Most notable for agriculture was action taken in late 2014 by DPR to make the active ingredient Chlorpyrifos a restricted use pesticide. Chlorpyrifos is used to control pests that threaten more than 60 different crops, including alfalfa, walnuts, oranges, cotton and grapes.
The official ruling takes effect July 1.
According to the report, the use of cholinesterase inhibiting pesticides including organophosphates increased by 479,000 pounds (an increase of 5.1 percent). Most of the increase was with the insecticide Chlorpyrifos.
If misused, pesticides can be harmful. To combat the potential for harmful impacts, DPR has developed the most comprehensive and protective regulatory program in the nation to protect people and the environment.
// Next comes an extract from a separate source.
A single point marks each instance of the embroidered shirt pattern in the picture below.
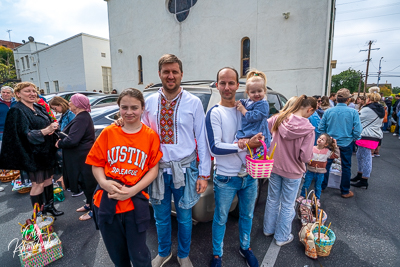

The 2013 report shows the following reductions, compared to the previous year:
- Pesticide use that could contaminate ground water decreased by 246,000 pounds (23 percent).
- Pesticide use with the potential to pollute the air decreased by 2.4 million pounds (4.9 percent).
- Use of fumigant pesticides fell 2.2 million pounds (4.9 percent).
- Use of carcinogenic pesticides fell by 1.7 million pounds (5.1 percent)
California produces nearly half of American grown fruits, nuts and vegetables, and depending upon pest problems, weather, acreage and other factors, the amount of pesticides use varies from year to year, according to DPR.
Certain pesticides contributed to this overall increase:
- Oil pesticides increased by 7.1 million pounds (an increase of 25 percent). Oils used here include only those derived from petroleum distillation. If approved, oils can be used in organic and conventional production .
- Biopesticides increased by 653,000 pounds, (an increase in 17 percent).
“I believe the Pesticide Use Report is the best of its kind in the world and is produced for regulators and researchers to help them understand how pesticide use impacts human health and the environment,” Leahy said.